Esteemed actress Anne Reid has said she would’ve ‘gone totally bonkers’ had she stayed in the cast of Coronation Street.
The star, 90, who is best known for her roles in Victoria Wood’s Dinnerladies and Last Tango in Halifax was part of the ITV soap’s cast in the 1960s.
Joining eight months into the now long-running serial’s run as Valerie, the niece of established character Albert Tatlock (Jack Howarth), she immediately caught the eye of next door neighbour Ken Barlow (William Roache).
A year later, they married and moved into No. 9, where Val’ set up her own hairdressing salon in the front room. The couple welcomed twins Peter and Susan in 1965.
Later stories included her resentment towards Ken for being imprisoned as a result of an anti-Vietnam demonstration, fearing her children had been killed in the demolition of the nearby raincoat factory and being held at gunpoint by a convicted rapist.
She eventually escaped his clutches by tapping an SOS signal on the kitchen sink pipes, which alerted Ena Sharples (Violet Carson) to the situation.


10 years after joining, the character was killed off in a harrowing episode.
‘I said, “I have to go – I’m going mad”,’ she told The Guardian’s G2 magazine.
‘I was so frustrated, I didn’t get a laugh in nine years.’

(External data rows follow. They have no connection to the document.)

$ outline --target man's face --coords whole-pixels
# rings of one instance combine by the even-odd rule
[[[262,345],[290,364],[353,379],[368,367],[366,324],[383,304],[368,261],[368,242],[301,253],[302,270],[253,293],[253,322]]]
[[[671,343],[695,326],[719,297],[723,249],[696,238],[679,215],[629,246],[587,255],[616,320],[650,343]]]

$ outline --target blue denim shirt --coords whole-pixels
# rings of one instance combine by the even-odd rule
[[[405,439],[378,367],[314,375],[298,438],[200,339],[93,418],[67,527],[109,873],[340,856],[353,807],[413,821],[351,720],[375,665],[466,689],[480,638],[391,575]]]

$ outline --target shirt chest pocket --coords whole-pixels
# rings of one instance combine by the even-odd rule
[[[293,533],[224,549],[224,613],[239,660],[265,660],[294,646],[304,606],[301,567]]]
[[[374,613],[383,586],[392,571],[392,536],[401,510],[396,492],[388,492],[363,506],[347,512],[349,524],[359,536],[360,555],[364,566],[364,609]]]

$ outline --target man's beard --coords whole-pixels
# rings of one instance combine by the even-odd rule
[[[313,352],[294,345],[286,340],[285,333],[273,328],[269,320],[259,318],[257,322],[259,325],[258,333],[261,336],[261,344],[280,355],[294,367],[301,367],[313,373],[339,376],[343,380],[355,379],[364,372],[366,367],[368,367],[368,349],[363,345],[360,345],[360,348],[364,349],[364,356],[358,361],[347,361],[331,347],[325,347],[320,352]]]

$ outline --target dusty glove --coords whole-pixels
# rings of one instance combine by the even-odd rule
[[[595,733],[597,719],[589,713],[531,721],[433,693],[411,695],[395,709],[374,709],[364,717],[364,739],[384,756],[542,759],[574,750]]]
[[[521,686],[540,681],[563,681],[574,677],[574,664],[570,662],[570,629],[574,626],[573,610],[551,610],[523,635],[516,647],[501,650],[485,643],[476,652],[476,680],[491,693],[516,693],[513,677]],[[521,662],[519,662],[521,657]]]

Admitting she was ‘bored’ of the storylines, writers devised a way for the character to be written out at the conclusion of her contract.
Ken had accepted a teaching position in Jamaica, and as the locals held a farewell party in the Rovers, Val’ rushed to get ready and join them.
Realising that her hairdryer wasn’t wired properly, she used a potato peeler to screw the plug closed, but when she fell onto the socket, an electrical charge fired through her body.
The nearby electric fire then fell over onto her suitcase, setting the Barlow’s maisonette flat ablaze.


‘God, I don’t know how he’s stayed in there so long. I would have gone totally bonkers,’ she said about co-star Bill, 93, who has remained since day one.
‘It suits some people, but it doesn’t suit me. No! I would have been in the funny farm by now, darling.’
The two were reunited three years ago in the documentary Happy Birthday Bill, which was produced to celebrate his 90th.
Anne was born in Jesmond, Newcastle-upon-Tyne, but was privately educated at a boarding school in Colwyn Bay, North Wales.
Because of this, she begrudges being labelled ‘Northern’ and ‘working class’.
‘Honey, have you ever met a casting director? Once you’ve done Coronation Street, you’re working class,’ she told the publication.